The former Alaska governor insisted her new show was a documentary instead of a reality show.
"Now look. I'm not in a reality show. I have eight episodes documenting Alaska's resources, what it is that we can contribute to the rest of U.S. to economically and physically secure our union, and my family comes along for the ride because I am family, family is us, and my family comes along on the ride to document these eight episodes for The Learning Channel. ... So Karl is wrong right there in calling it a reality show," she said.
Wallace explained to Palin that he thought she was unlikely to run in 2012.
"I think you're having too much fun," Wallace said. "I think you're making too much money. You're still a big player in national politics. You don't have a hundred people like me chasing you around saying, 'What does she read in the morning?' I don't think you're going to run."
"The country is worth it though, to make those sacrifices. When we talk about making money today, having a lot of fun today, having all this freedom, if the country needed me -- and I'm not saying the country would ever necessarily want to choose me over anyone else -- I would be willing to make the sacrifices if need be," Palin said.
In the same interview, Wallace asked Palin about two tea party candidates that she has endorsed that are not running strong races. Republican Senate candidate in Delaware Christine O'Donnell is trailing Democrat Chris Coons by at least ten points. In Alaska, polls show Republican Senate candidate Joe Miller is tied with Republican write-in candidate Lisa Murkowski.
Palin told Wallace that her choice to endorse O'Donnell was obvious because the candidate was a "common sense conservative."
Then Palin surprised the Fox News host with the claim that reporters from the CBS news affiliate in Anchorage, Alaska had conspired to create negative news stories about Miller.
"It was revealed at the rally that I had for Joe Miller on Thursday -- it was revealed and we have the tape that proves it -- that the CBS reporters, the affiliate in Alaska, conspired to make up stories about Joe Miller. We have the tape, Chris. And I can't wait until it busts out all over the nation to show what it is that we -- kind of what I put up with for two years now with the media -- but what Joe Miller is faced with in dealing with somebody who feels -- Lisa Murkowski -- so entitled to that seat she and her people including some complicits in the media will do anything. They will stop at nothing," she explained.

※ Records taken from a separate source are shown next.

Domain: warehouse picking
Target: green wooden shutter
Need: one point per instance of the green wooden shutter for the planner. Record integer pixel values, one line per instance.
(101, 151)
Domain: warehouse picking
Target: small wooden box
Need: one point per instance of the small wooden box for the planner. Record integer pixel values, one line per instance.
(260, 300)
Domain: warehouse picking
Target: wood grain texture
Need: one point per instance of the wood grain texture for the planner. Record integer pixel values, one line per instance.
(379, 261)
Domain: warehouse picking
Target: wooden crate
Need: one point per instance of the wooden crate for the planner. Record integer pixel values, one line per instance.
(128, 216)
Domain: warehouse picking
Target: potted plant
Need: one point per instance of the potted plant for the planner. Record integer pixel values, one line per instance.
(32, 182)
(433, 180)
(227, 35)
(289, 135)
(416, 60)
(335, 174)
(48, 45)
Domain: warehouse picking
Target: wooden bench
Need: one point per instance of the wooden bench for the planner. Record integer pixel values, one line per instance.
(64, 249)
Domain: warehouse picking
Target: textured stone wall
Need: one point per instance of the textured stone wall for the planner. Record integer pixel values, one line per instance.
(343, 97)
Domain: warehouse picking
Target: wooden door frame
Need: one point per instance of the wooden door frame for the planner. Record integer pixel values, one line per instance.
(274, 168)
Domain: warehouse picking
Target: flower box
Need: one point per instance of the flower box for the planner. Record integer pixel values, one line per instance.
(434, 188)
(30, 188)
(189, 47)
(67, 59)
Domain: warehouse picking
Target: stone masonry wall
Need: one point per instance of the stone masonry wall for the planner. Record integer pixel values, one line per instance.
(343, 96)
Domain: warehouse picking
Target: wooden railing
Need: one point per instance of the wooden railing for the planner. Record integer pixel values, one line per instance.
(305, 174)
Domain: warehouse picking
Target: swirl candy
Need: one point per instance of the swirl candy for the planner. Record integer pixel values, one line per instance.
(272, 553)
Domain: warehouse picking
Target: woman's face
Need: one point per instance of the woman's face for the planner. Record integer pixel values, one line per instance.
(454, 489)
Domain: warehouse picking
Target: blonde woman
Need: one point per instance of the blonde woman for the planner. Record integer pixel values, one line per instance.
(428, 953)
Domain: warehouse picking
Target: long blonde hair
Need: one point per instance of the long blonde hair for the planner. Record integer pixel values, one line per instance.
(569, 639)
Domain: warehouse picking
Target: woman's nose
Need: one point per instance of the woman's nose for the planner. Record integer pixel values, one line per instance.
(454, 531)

Palin seemed to be referring to a message that was accidentally left on the voice mail of Joe Miller's spokesperson. The Miller camp claims that two CBS reporters were caught plotting to find and interview a child molester at one of Miller's rallies.
"I'm saying -- and we have it on tape -- that CBS reporters in the affiliate up there in Alaska, on tape are saying, "Let's find a child molester in the crowd who is a supporter for Joe Miller. Let's blast that. Let's concoct a Rand Paul moment there. Let's find any kind of chaos so we can tweet an alert saying there's chaos. Joe Miller got punched.'"
"That's sick. Those are corrupt bastards," she said.
The liberal group Media Matters called on Palin to release the audio of the voicemail.
"Palin has a responsibility to release the full, unedited tapes publicly and to all media," Media Matters CEO David Brock wrote.
ABC News reports that Republican party leaders have all but given up on Miller and are hoping a Murkowski win will keep the seat in Republican hands.